- Introduction
- Key Takeaways
- Guidance on the integration of the baseline requirements into the new B Lab Standards (focus on XXL companies)
Introduction
To achieve B Corp Certification under Version 6 (“V6”) of the B Impact Assessment, companies with annual revenue of US$5 billion or more must meet minimum baseline requirements alongside the core certification requirements. These include adopting stakeholder governance, achieving an overall verified score over 80 on the B Impact Assessment, and successfully completing the Disclosure Review process for controversial issues.
These additional requirements reflect the greater scale, influence, and responsibility of these companies, ensuring that Certified B Corps of this size demonstrate strong, verified performance on key social and environmental issues in addition to achieving a score of 80 or above on the B Impact Assessment.
In November 2023, the Multinational Standards Advisory Council (MNC SAC) approved the integration of the Baseline Requirements into the new B Lab Standards. Aligned with B Lab’s new company size categories, these requirements primarily apply to XX Large and X Large companies, but may also apply to smaller companies, with compliance criteria scaled based on company size and impact to reflect business relevance.
The sub-requirements apply to both parent companies and independently certifying subsidiaries, with adjustments made accordingly.

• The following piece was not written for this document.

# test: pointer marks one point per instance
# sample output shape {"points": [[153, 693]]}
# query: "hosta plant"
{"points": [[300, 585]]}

As a result, all sub-requirements for US$5billion+ Certified B Corps pursuing recertification are now incorporated under the new B Lab Standards.
Given their complexity, some of the Baseline Requirements have been broken down and separated into several sub-requirements across the various impact topics. To accommodate varying governance structures, the term "Board of Directors" has been replaced with "highest governing body within the scope of certification." This ensures that oversight responsibilities rest with the most relevant governing body—whether at the subsidiary or parent level—recognizing that subsidiaries often follow group-wide policies that may not be directly overseen by the parent board.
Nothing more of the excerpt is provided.